Album Review – Starboy by The Weeknd

Album Review - Starboy by The Weeknd

Maddie Fossitt

When The Weeknd first emerged from the shadows in 2012, stardom didn’t seem possible for this angsty underdog. The stories he told were not the words of a pop star, and the world he crafted didn’t resemble a Disney palace. On his last album Beauty Behind the Madness, The Weeknd left behind his original moody sound for a more mainstream, accessible sound. He was able to go pop without losing what made him so captivating – being a child of the darkness.

Beauty Behind the Madness (BBTM) was Abel Tesfaye’s introduction to the radio and Billboard charts, and there was no denying that a new star was born. A year after BBTM’s success, Tesfaye cut his signature locks and gave his fans a new single “Starboy.” Unlike his previous projects, the single has an upbeat groove and gives insight into his new lavish lifestyle. It is clear that stardom has changed his life, and that his new album would be focused around this revelation. How does a man who once wore mystery like a cloak transition into the life of an ant underneath a microscope?

Instead of breaking the album into 18 different tracks, The Weeknd masterfully creates a cohesive narrative. Starboy shows that he is not stuck in the past and does not care to be the artist he once was. At times the album feels too repetitive or long-winded, but the high moments show he is a true pop force to be reckoned with. The old Weeknd is still there underneath the interstellar soul and feverish R&B. The music still has a sense of self-indulgence and a sprinkle of paranoia, but he has decided to take a step into the spotlight. Whereas BBTM was his pop arrival, Starboy is his declaration to stay.

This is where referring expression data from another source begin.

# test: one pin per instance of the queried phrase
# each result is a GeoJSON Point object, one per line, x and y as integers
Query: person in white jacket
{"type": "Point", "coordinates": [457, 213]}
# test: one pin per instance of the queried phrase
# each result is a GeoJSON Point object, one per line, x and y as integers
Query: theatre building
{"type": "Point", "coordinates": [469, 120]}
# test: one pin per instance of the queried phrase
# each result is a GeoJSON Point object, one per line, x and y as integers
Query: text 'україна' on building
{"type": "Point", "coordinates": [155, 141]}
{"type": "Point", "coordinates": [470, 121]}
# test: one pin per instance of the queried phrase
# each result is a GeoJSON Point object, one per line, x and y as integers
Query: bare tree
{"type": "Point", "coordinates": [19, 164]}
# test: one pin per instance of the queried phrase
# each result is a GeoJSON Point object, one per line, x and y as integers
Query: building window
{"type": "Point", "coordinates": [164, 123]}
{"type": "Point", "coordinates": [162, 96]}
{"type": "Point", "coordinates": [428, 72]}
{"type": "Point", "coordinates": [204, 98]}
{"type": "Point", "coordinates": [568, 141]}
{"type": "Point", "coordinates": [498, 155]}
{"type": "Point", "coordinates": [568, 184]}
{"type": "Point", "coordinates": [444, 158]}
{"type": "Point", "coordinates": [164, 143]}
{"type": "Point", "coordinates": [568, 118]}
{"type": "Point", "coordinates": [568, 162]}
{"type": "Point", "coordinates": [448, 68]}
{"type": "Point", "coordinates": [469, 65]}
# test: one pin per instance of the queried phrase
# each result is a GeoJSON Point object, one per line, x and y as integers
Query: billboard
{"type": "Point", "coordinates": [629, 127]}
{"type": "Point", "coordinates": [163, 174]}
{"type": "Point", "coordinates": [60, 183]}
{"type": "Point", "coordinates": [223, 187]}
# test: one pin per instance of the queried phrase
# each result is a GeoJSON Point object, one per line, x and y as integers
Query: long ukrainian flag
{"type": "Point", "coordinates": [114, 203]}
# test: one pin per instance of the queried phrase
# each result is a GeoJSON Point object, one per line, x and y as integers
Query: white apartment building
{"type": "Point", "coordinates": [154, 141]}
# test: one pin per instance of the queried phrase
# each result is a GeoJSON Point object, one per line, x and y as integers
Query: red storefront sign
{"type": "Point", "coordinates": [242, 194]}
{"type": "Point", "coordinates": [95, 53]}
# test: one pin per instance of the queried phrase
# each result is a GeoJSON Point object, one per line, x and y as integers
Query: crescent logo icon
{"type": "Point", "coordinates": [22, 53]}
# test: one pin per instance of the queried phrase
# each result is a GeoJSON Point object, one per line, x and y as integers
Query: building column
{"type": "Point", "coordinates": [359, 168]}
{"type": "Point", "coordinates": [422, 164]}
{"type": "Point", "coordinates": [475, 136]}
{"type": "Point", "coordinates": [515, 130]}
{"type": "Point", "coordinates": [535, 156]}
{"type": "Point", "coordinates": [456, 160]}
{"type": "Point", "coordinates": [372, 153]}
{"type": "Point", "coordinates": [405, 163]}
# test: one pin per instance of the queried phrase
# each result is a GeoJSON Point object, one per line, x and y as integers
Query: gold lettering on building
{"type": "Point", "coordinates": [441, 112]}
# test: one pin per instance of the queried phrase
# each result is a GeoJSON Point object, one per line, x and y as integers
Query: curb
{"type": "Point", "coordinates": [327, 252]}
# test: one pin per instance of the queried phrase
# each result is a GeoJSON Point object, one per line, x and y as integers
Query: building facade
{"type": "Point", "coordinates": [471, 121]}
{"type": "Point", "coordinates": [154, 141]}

Unlike his other albums, Starboy has multiple features from artists like Daft Punk, Kendrick Lamar, Lana Del Rey and Future. The Weeknd has been compared to Michael Jackson and Prince because of his unique stylistic choices and voice, and on songs like “True Colors” and “I Feel It Coming,” their influence is evident in the songs’ cheerier sound. Tesfaye is sticking to his roots, but branching into mainstream territory with songs like “Starboy” and “False Alarm” that suggest a bigger, bolder and more in-your-face style.  It is evident that the Weeknd is transitioning into the role of a pop star, but for those who appreciated his gloomy perspective, it is reassuring to hear about his struggles growing up fatherless, running out of tears and having to live up to a reputation.

The Weeknd is not following the footsteps of his contemporaries. He is a star in his own right, and Starboy reveals more of Tesfaye’s life story, which is a sign that he is more comfortable with himself and place in the spotlight than ever before. This album may be difficult to digest in one listen, but the Weeknd’s true fans will appreciate his artistic growth.